La rivoluzione le ha cambiato la vita, le forze di sicurezza iraniane l’hanno sottoposta alle peggiori brutalità. Dall’inizio delle rivolte, i post sui social media a nome di Armita sono stati presi di mira dal regime. Non è chiaro se abbia realmente partecipato alle proteste, tuttavia, a differenza della maggior parte dei dissidenti all’interno del paese, non ha reso anonime le sue critiche al regime.
In una dichiarazione del 29 ottobre, il governo l’aveva accusata di essere una “leader fomentatrice dei disordini” per la sua intensa attività sui social. La polizia le aveva fabbricato gravi accuse, tra le quali il possesso di “10 bottiglie molotov” che sarebbero state trovate nel suo appartamento. Una accusa, questa, pretestuosa, sufficiente per infliggerle una pena pesante.
Una serie di account trapelati su Instagram avevano causato scalpore nei giorni successivi al suo arresto e hanno trasformato Armita – come Mahsa Amini e Nika Shahkarami prima di lei – in un simbolo del movimento di protesta.
Sono state rese pubbliche in perfetto anonimato conversazioni tra medici su un servizio di messaggistica privato di Instagram nel corso delle quali si accusava la polizia iraniana di aver torturato e abusato sessualmente e ripetutamente di Armita. Il 18 ottobre la ragazza fu trasportata d’urgenza all’ospedale Imam Ali di Karaj, accompagnata da agenti in borghese.
I medici raccontano che Armita aveva la testa rasata e tremava come una foglia e che erano stati costretti a preparare referti falsi in cui si affermava che la ragazza era ammalata di cancro e che le aggressioni erano avvenute prima del suo arresto.

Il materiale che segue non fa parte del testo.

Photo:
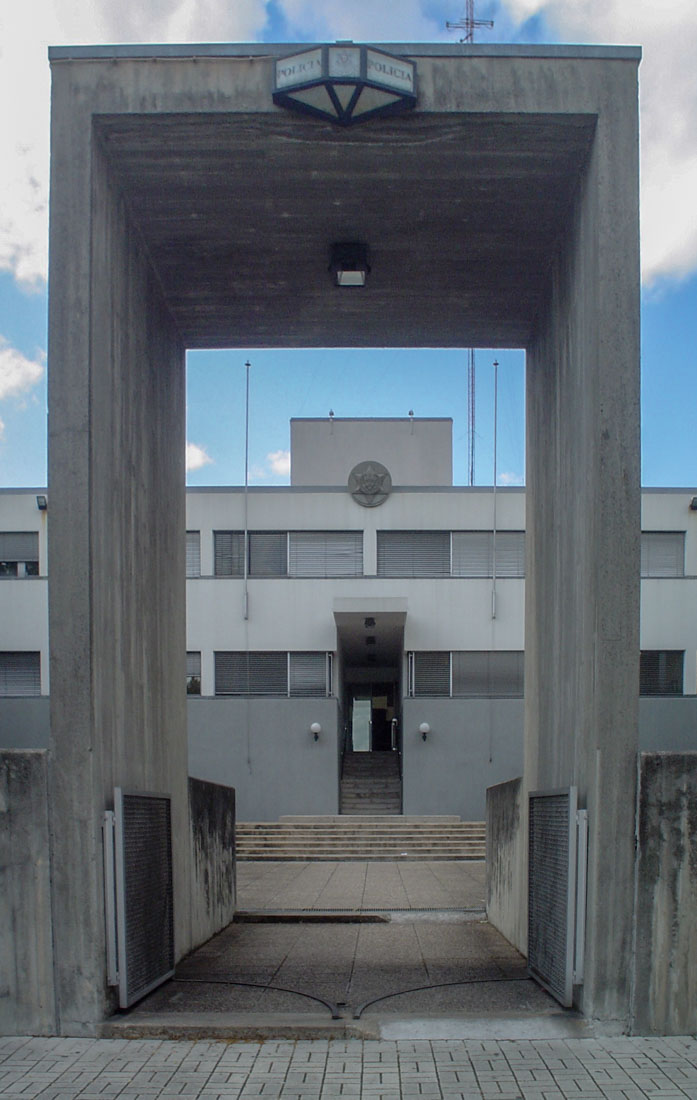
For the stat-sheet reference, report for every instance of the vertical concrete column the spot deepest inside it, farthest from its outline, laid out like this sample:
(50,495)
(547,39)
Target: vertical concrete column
(117,585)
(582,617)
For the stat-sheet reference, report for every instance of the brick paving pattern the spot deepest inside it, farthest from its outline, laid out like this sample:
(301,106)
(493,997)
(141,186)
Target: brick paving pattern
(333,1069)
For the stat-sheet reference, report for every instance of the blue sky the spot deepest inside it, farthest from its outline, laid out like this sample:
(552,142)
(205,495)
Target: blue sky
(360,383)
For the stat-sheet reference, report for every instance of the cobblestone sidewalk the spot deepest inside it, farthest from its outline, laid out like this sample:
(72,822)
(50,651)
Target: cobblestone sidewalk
(321,1069)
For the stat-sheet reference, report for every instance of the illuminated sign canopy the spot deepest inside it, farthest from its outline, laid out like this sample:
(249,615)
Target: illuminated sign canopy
(345,83)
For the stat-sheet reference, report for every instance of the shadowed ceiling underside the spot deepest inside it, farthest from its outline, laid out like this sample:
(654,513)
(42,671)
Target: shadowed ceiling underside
(462,213)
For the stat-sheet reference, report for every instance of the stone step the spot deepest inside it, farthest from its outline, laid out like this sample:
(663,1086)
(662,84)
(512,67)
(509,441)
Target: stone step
(373,836)
(344,818)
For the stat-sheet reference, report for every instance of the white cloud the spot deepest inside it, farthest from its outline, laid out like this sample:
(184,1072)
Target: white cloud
(510,479)
(18,374)
(668,79)
(26,30)
(197,457)
(279,463)
(276,464)
(667,34)
(362,20)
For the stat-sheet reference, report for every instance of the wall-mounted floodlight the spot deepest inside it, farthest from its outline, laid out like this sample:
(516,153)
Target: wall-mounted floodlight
(350,263)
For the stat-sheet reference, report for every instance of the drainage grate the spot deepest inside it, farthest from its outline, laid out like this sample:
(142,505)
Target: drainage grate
(140,895)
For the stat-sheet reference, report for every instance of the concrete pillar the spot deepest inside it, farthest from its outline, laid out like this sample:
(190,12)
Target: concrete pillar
(117,592)
(583,521)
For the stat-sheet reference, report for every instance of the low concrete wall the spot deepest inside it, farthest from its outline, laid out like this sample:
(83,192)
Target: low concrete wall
(264,748)
(473,744)
(667,724)
(24,723)
(506,861)
(213,887)
(26,983)
(665,979)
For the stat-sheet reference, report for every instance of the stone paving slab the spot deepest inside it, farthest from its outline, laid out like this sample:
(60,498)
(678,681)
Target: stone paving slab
(622,1068)
(362,884)
(420,966)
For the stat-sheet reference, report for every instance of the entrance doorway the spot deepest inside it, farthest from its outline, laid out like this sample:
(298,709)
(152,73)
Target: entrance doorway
(374,717)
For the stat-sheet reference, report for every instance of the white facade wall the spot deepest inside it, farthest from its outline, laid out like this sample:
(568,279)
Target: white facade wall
(287,613)
(474,741)
(415,451)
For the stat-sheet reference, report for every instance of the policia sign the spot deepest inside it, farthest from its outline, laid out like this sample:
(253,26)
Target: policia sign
(345,83)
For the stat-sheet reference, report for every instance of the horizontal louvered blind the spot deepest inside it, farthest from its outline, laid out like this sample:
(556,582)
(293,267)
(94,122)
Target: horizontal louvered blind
(229,553)
(662,671)
(431,673)
(510,553)
(268,553)
(19,546)
(325,553)
(413,553)
(488,672)
(472,553)
(254,673)
(20,673)
(194,553)
(308,674)
(663,553)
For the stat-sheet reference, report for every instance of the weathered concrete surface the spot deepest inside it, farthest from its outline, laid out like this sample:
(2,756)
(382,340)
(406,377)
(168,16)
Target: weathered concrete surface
(26,987)
(665,977)
(117,591)
(583,524)
(213,889)
(506,861)
(164,233)
(264,748)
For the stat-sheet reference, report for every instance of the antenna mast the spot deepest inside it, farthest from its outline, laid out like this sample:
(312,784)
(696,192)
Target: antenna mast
(471,415)
(468,23)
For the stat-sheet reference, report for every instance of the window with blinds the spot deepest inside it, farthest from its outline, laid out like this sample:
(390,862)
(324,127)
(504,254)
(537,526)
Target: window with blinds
(309,674)
(663,553)
(268,553)
(473,553)
(229,553)
(661,671)
(325,553)
(20,673)
(194,673)
(272,673)
(488,673)
(413,553)
(430,673)
(194,553)
(19,553)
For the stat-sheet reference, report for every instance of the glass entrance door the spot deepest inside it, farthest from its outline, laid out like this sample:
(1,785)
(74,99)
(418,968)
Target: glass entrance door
(373,718)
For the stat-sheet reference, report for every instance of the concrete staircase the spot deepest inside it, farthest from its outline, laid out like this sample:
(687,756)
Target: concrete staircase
(361,837)
(371,783)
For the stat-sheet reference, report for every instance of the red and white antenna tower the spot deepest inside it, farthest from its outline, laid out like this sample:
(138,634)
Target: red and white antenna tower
(468,23)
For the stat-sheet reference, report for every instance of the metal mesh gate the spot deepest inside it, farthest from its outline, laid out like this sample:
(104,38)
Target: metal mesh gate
(139,893)
(556,880)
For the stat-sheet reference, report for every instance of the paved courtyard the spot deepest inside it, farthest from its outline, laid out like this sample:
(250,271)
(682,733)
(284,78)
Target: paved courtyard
(572,1069)
(340,886)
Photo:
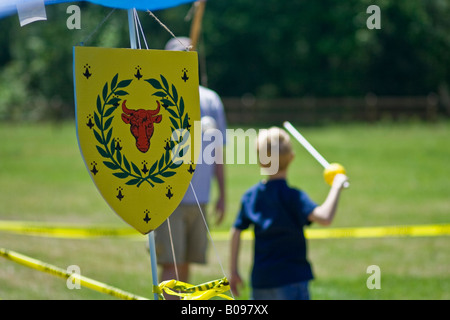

Ma alcuni medici hanno riferito di essersi trovati di fronte all’orrore di una giovane che aveva subito un brutale stupro che le aveva provocato una grave emorragia rettale.
Le forze di sicurezza di Tehran l’avevano addirittura rapita dall’ospedale e ricondotta nel carcere di Kachui a Karaj per timore che potesse raccontare alla stampa le violenze subite. Solo grazie al coraggio di alcuni medici il suo caso ha comunque ricevuto l’attenzione dei media internazionali.
La famiglia di Abbasi ha raccontato che dal momento dell’arresto e fino al ricovero in ospedale non era riuscita ad avere notizia della loro figlia. Dopo otto giorni di ricerche era stato comunicato loro che la ragazza era ricoverata nell’ospedale di Karaj. I suoi genitori si erano subito precipitati a farle visita, ma non erano riusciti ad incontrarla perché era già stata trasferita dalle forze di sicurezza in un luogo sconosciuto.
Il capo della Procura della provincia di Alborz ha smentito che vi fosse stata una aggressione sessuale nei confronti di Armita come era dichiarato nella denuncia sporta dai familiari. I genitori della ragazza hanno riferito di aver ricevuto una telefonata dalle forze di sicurezza che avevano loro comunicato che se avessero mai voluto rivedere la ragazza, avrebbero dovuto partecipare a un’intervista televisiva nella quale avrebbero dovuto affermare che Armita era stata ricoverata per gravi problemi intestinali di cui soffriva e che le avrebbero provocato una emorragia. Ma i genitori si sono rifiutati di affermare il falso.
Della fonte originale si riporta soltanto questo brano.